Skip to content
Advertisement

pandas: manage duplicated sentences on different columns

I have a dataframe as follows:

import pandas as pd

d = {'col1': ['1_a','2_a','3_a','4_a'], 'col2': ['Joe waited for the train.', 'The train was late.','Mary and Samantha took the bus.', 'I looked for Mary and Samantha at the bus station.'],
     'col3': ['the weather is nice','the weather is cold', 'i like going out', 'Joe waited for the train.'], 'col4': ['the house looks amazing','his profession is unknown','it is a beautiful day','we just moved to this house']}

df = pd.DataFrame(data=d)

I want to add the first column value to a sentence if that sentence is repeated somewhere else in the next three columns. so my desired output would be

col1 col2 col3 col4
1_a 1_aJoe waited for the train. the weather is nice the house looks amazing
2_a The train was late. the weather is cold his profession is unknown
3_a Mary and Samantha took the bus. i like going out it is a beautiful day
4_a I looked for Mary and Samantha at the bus station 4_aJoe waited for the train. we just moved to this house

and this is what I did so far,

from collections import Counter

dict= df.set_index('col1').T.to_dict('list')
return_dict = {k: list(v) for k, v in dict.items()}
counts = Counter([a for v in return_dict.values() for a in v])

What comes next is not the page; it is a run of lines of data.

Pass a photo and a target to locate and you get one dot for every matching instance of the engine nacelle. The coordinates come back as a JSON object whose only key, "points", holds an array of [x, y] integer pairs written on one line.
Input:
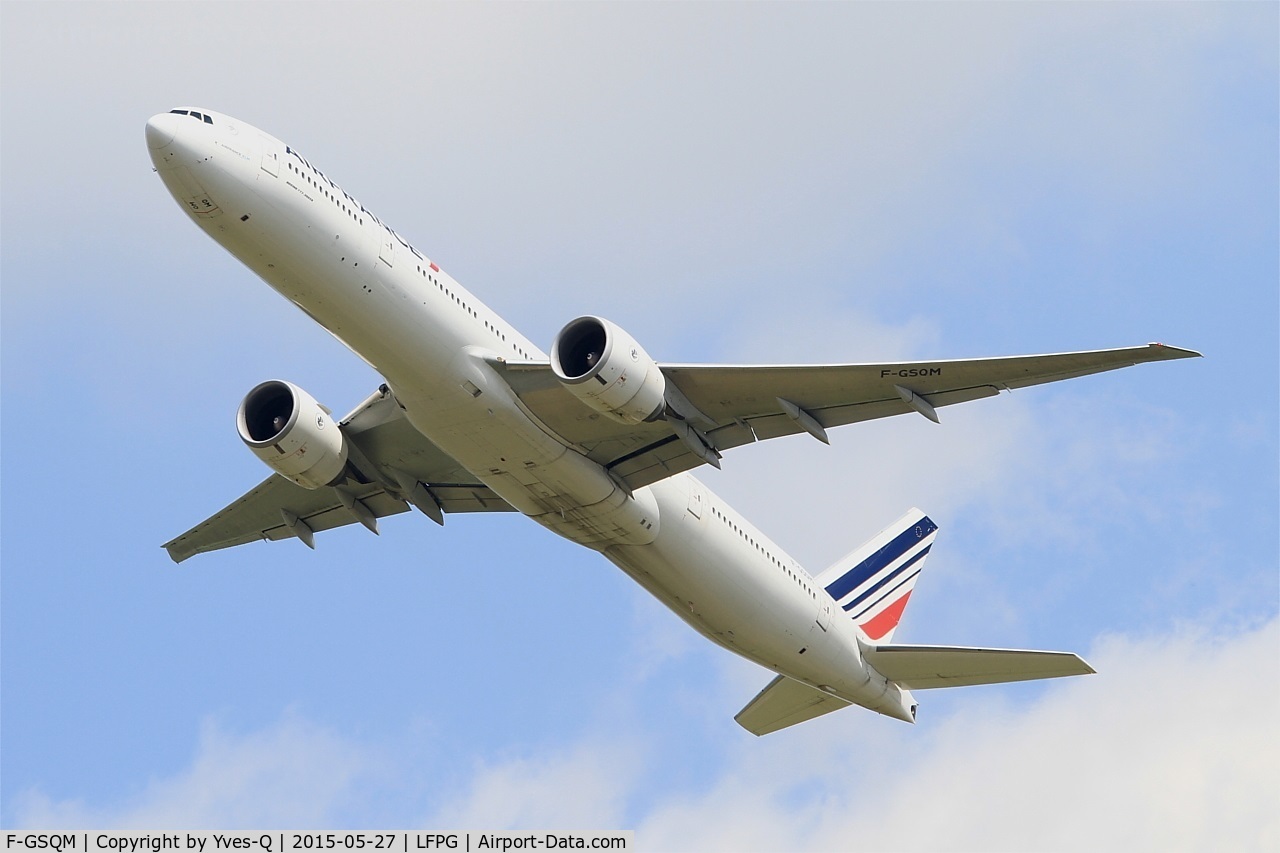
{"points": [[287, 429], [603, 366]]}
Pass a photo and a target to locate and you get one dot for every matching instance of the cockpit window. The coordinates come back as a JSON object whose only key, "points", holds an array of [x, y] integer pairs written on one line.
{"points": [[195, 115]]}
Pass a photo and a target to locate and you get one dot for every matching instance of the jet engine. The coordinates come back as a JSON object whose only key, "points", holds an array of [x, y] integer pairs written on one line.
{"points": [[603, 366], [293, 434]]}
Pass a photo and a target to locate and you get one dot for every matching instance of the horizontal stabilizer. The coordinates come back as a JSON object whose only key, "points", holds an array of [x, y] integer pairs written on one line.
{"points": [[785, 702], [919, 667]]}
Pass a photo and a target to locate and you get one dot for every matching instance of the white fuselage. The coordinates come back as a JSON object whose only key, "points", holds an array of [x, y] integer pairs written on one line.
{"points": [[433, 342]]}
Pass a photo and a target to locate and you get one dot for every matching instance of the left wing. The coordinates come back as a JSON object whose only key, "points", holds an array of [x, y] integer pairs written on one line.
{"points": [[716, 407], [785, 702], [382, 445]]}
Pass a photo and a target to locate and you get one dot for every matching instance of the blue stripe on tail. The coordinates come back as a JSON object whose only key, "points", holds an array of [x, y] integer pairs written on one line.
{"points": [[867, 569]]}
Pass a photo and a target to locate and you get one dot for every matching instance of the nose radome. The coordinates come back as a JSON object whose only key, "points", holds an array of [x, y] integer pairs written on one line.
{"points": [[161, 129]]}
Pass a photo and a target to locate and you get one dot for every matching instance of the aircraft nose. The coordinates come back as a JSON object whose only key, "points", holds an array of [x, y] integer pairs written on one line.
{"points": [[160, 129]]}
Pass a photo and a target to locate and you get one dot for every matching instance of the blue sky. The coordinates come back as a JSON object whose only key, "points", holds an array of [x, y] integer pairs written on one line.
{"points": [[728, 183]]}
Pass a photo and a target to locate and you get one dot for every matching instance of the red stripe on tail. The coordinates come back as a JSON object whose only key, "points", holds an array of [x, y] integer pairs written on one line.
{"points": [[886, 620]]}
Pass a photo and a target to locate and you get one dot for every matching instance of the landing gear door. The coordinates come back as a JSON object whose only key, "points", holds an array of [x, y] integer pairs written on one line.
{"points": [[695, 502], [387, 247], [270, 158], [824, 614]]}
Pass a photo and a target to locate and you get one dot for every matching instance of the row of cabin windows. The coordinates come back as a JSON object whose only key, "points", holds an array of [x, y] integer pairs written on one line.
{"points": [[466, 308], [199, 117], [768, 553], [328, 195]]}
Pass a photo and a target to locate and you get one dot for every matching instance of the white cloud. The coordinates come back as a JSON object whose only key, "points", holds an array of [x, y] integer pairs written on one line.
{"points": [[1173, 746], [292, 774]]}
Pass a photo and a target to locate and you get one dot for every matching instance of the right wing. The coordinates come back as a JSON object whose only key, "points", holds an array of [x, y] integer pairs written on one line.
{"points": [[725, 406], [378, 433]]}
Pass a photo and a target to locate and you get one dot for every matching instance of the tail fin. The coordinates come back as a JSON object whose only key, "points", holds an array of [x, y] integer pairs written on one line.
{"points": [[873, 583]]}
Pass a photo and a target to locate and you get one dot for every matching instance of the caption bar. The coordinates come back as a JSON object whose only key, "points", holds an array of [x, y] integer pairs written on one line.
{"points": [[400, 842]]}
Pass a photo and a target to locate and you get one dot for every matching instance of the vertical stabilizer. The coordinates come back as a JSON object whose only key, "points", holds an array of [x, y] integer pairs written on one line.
{"points": [[873, 583]]}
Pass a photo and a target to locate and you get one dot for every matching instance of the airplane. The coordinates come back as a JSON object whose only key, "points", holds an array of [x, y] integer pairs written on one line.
{"points": [[595, 442]]}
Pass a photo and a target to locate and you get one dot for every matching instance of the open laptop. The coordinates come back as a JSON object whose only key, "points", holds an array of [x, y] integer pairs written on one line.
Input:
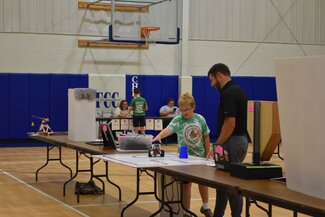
{"points": [[125, 143]]}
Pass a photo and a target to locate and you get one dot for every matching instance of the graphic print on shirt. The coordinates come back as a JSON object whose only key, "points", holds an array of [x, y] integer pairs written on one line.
{"points": [[192, 135]]}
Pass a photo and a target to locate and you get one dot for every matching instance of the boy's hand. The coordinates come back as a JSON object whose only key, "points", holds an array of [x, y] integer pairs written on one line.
{"points": [[156, 139]]}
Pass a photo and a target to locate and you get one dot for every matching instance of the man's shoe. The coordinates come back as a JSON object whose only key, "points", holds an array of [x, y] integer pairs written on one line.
{"points": [[206, 212]]}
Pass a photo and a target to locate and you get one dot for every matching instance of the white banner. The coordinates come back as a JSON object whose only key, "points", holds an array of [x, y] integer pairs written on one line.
{"points": [[110, 91]]}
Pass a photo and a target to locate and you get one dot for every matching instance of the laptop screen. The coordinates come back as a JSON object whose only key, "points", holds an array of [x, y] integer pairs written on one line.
{"points": [[221, 157]]}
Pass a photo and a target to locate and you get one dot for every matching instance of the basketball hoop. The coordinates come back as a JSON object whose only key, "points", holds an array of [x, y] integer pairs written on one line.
{"points": [[145, 33]]}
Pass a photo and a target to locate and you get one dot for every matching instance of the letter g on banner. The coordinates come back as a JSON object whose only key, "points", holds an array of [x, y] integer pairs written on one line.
{"points": [[135, 83]]}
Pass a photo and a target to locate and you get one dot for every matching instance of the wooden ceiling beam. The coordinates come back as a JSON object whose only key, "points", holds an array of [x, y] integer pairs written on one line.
{"points": [[103, 6]]}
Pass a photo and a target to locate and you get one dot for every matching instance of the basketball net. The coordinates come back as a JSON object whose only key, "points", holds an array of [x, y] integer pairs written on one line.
{"points": [[145, 33]]}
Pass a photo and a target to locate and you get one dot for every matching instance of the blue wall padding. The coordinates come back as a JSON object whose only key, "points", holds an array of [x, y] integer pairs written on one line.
{"points": [[169, 89], [43, 95], [4, 107], [265, 88], [59, 84], [156, 89], [19, 105], [39, 99], [152, 92]]}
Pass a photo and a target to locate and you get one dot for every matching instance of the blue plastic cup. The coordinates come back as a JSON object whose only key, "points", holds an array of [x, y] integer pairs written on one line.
{"points": [[183, 152]]}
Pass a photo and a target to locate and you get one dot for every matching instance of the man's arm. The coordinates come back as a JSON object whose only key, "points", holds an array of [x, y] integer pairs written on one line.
{"points": [[227, 129]]}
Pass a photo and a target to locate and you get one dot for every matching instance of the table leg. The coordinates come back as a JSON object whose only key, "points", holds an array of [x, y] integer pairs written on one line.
{"points": [[75, 175], [138, 192], [107, 178]]}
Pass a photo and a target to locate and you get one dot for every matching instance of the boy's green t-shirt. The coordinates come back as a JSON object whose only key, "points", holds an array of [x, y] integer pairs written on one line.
{"points": [[139, 104], [190, 133]]}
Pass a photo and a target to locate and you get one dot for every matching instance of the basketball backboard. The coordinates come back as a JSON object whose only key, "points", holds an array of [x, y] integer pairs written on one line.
{"points": [[130, 17]]}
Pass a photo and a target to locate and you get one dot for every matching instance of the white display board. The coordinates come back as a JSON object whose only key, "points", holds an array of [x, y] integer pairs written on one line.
{"points": [[81, 118], [141, 160], [301, 101]]}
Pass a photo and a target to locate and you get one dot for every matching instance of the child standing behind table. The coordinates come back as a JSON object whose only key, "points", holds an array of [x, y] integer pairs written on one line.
{"points": [[192, 131], [139, 107]]}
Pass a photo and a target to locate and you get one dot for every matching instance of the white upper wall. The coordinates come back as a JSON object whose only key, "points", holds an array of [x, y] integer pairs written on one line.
{"points": [[41, 36], [258, 20]]}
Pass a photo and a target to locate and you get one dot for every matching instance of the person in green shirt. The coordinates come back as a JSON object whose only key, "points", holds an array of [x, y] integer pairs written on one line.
{"points": [[139, 107], [193, 132]]}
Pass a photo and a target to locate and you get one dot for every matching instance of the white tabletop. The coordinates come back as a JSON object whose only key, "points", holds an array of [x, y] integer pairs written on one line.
{"points": [[142, 160]]}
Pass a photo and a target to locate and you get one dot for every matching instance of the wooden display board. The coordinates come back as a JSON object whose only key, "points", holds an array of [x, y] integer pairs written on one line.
{"points": [[270, 135]]}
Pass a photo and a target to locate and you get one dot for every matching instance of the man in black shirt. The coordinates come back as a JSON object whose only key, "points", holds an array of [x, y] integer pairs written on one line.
{"points": [[232, 126]]}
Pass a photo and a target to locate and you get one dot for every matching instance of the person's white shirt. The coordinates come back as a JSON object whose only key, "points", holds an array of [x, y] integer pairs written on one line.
{"points": [[172, 111]]}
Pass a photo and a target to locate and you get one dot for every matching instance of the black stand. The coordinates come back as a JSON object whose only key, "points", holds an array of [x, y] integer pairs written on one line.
{"points": [[256, 169]]}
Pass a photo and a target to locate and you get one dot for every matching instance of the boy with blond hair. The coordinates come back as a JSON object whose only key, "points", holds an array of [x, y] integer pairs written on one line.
{"points": [[193, 132]]}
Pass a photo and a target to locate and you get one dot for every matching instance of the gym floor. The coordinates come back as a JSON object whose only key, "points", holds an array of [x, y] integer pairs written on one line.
{"points": [[21, 195]]}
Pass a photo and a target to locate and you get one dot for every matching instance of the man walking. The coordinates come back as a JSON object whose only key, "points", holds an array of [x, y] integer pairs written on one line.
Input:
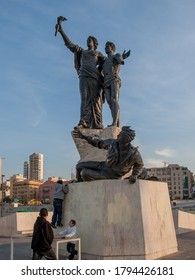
{"points": [[42, 238]]}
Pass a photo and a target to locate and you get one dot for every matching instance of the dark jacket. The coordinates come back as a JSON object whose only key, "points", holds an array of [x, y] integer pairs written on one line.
{"points": [[42, 235]]}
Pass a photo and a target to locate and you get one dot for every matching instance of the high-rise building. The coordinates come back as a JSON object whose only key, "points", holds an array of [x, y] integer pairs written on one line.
{"points": [[26, 173], [179, 179], [36, 167]]}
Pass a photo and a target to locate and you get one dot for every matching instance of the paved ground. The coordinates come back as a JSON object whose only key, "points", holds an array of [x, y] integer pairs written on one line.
{"points": [[22, 250]]}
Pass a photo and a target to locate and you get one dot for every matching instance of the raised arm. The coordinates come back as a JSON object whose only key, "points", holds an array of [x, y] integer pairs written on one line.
{"points": [[70, 45]]}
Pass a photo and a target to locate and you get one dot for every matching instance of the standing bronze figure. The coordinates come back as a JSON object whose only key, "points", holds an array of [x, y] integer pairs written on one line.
{"points": [[112, 81], [90, 80]]}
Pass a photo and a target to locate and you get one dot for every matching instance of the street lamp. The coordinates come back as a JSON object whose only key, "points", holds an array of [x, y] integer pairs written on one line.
{"points": [[2, 195]]}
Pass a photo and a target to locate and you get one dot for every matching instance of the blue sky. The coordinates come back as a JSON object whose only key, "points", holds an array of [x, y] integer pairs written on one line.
{"points": [[40, 99]]}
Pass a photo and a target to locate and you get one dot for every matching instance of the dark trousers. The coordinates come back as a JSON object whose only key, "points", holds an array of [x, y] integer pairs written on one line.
{"points": [[57, 212], [48, 255], [71, 250]]}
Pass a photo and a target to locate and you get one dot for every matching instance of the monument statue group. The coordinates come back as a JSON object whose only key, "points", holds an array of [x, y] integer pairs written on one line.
{"points": [[99, 81], [129, 221]]}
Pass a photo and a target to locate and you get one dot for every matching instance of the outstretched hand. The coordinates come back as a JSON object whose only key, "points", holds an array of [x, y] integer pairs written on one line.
{"points": [[132, 179], [126, 54], [77, 134]]}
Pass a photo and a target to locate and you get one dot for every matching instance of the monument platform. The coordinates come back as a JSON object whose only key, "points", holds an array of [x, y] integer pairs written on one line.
{"points": [[119, 220]]}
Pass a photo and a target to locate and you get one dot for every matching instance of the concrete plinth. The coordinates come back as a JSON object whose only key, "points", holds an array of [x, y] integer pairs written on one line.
{"points": [[117, 220]]}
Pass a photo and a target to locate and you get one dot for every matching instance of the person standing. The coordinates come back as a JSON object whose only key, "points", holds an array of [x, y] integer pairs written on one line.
{"points": [[58, 197], [112, 81], [87, 63], [42, 238], [70, 232]]}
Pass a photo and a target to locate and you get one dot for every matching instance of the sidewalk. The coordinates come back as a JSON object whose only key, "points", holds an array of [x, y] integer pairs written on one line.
{"points": [[22, 250]]}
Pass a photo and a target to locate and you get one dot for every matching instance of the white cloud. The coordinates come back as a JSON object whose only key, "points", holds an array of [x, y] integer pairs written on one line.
{"points": [[165, 152]]}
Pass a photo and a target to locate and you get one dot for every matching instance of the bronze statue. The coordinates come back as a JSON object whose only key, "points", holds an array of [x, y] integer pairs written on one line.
{"points": [[112, 81], [122, 157], [90, 80]]}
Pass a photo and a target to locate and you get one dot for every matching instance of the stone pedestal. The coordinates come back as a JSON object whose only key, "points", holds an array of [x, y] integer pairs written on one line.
{"points": [[117, 220]]}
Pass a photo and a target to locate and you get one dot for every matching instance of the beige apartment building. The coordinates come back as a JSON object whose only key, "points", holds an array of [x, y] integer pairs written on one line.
{"points": [[25, 190], [179, 179]]}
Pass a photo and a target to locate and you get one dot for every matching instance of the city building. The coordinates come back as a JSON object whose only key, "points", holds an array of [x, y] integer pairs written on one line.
{"points": [[26, 190], [13, 179], [26, 173], [36, 167], [179, 179]]}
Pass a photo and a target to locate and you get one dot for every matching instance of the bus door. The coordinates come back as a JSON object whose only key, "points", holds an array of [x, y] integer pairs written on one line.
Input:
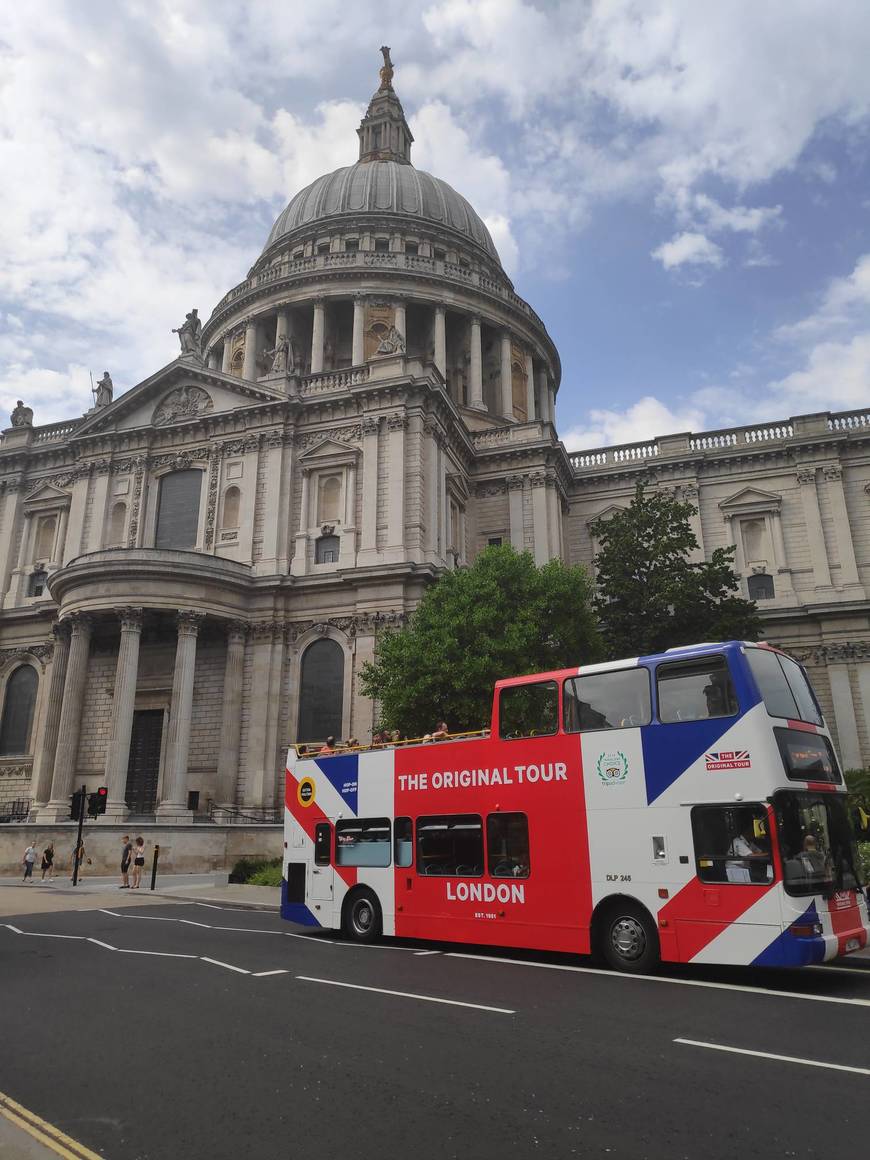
{"points": [[321, 876]]}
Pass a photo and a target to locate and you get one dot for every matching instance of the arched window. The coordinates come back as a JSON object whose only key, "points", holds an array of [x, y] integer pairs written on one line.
{"points": [[19, 711], [45, 537], [36, 582], [117, 526], [326, 550], [178, 513], [232, 500], [761, 586], [328, 499], [321, 690]]}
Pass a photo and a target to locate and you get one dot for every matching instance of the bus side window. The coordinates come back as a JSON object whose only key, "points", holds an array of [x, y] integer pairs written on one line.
{"points": [[529, 710], [732, 843], [323, 843], [403, 842], [616, 700], [507, 845], [693, 690]]}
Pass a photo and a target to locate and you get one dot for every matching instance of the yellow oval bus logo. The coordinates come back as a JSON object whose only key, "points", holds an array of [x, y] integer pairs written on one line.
{"points": [[305, 791]]}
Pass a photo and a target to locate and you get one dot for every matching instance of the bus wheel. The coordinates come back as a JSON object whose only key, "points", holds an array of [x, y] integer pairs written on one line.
{"points": [[362, 916], [629, 940]]}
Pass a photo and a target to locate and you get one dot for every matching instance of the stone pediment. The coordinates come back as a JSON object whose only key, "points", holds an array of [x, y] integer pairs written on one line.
{"points": [[751, 499], [328, 452], [178, 393]]}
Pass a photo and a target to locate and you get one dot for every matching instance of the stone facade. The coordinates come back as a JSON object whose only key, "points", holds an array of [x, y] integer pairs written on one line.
{"points": [[371, 406]]}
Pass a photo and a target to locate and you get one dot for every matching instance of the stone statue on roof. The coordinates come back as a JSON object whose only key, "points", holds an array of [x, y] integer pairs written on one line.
{"points": [[386, 71], [190, 334], [22, 415], [103, 391]]}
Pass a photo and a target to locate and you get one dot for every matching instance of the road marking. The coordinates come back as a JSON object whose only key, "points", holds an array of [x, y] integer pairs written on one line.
{"points": [[767, 1055], [406, 994], [216, 962], [44, 1132], [664, 978]]}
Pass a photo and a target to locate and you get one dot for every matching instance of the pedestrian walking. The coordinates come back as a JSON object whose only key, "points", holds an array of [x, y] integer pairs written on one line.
{"points": [[138, 862], [127, 856], [28, 861]]}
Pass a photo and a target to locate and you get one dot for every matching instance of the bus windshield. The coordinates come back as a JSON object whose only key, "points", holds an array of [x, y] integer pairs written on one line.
{"points": [[783, 686], [817, 842]]}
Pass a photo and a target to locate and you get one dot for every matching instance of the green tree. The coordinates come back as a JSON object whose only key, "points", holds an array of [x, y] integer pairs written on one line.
{"points": [[500, 617], [651, 596]]}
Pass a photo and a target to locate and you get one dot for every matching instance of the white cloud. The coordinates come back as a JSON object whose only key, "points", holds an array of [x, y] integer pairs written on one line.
{"points": [[689, 248]]}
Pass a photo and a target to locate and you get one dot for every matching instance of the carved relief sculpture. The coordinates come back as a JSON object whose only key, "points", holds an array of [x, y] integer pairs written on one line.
{"points": [[183, 403]]}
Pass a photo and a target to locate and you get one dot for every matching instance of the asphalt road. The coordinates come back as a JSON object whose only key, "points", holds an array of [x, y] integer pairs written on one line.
{"points": [[232, 1035]]}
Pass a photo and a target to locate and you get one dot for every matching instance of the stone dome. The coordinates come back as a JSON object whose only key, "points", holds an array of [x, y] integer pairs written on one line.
{"points": [[378, 187]]}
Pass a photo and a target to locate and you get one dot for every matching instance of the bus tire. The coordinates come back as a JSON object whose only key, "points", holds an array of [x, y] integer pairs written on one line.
{"points": [[628, 939], [361, 916]]}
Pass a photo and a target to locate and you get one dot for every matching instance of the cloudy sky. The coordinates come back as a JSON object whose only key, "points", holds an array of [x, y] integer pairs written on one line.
{"points": [[680, 189]]}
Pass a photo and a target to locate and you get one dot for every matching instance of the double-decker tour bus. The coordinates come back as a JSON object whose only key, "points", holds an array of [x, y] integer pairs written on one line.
{"points": [[686, 806]]}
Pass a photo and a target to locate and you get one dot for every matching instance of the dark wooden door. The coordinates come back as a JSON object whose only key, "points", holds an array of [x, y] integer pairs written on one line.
{"points": [[144, 766]]}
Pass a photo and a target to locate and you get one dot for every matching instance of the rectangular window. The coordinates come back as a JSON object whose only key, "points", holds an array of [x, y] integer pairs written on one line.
{"points": [[450, 846], [403, 842], [807, 756], [323, 843], [693, 690], [507, 846], [529, 710], [614, 700], [783, 686], [362, 842], [732, 843]]}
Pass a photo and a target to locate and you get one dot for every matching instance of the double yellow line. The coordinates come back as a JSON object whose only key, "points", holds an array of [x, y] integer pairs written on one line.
{"points": [[51, 1137]]}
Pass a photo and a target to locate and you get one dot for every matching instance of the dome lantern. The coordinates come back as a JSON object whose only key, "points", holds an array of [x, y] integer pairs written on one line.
{"points": [[383, 132]]}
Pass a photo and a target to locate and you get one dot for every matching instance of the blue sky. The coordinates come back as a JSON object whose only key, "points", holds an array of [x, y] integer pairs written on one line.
{"points": [[680, 189]]}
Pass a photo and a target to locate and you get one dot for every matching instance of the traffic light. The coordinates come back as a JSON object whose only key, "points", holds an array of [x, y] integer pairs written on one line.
{"points": [[96, 802], [77, 803]]}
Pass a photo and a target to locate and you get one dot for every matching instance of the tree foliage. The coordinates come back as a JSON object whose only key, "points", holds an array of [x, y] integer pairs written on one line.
{"points": [[500, 617], [651, 594]]}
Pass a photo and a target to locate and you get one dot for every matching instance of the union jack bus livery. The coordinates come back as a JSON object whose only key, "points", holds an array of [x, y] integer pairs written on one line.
{"points": [[686, 806]]}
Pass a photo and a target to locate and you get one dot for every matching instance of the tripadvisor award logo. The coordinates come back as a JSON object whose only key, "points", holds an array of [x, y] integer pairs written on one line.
{"points": [[613, 768]]}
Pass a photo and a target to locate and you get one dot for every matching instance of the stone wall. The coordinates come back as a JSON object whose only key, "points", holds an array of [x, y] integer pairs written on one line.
{"points": [[183, 849]]}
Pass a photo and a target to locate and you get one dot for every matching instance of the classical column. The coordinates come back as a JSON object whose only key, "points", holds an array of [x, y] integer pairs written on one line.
{"points": [[515, 509], [57, 678], [812, 523], [544, 397], [476, 369], [507, 391], [846, 546], [441, 340], [396, 468], [127, 671], [357, 350], [178, 744], [70, 725], [248, 369], [368, 537], [847, 727], [529, 388], [399, 321], [227, 773], [317, 336]]}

for k, v in return_dict.items():
    for a in v:
        if counts[a] > 1:
            v.append(k+a)
            v.remove(a)

the problem is that the append would add the sentences to the end of the list, which means it would mess up the original dataframes order (as wanted in the desired output).

Advertisement

Answer

You can actually do some fancy numpy broadcasting here.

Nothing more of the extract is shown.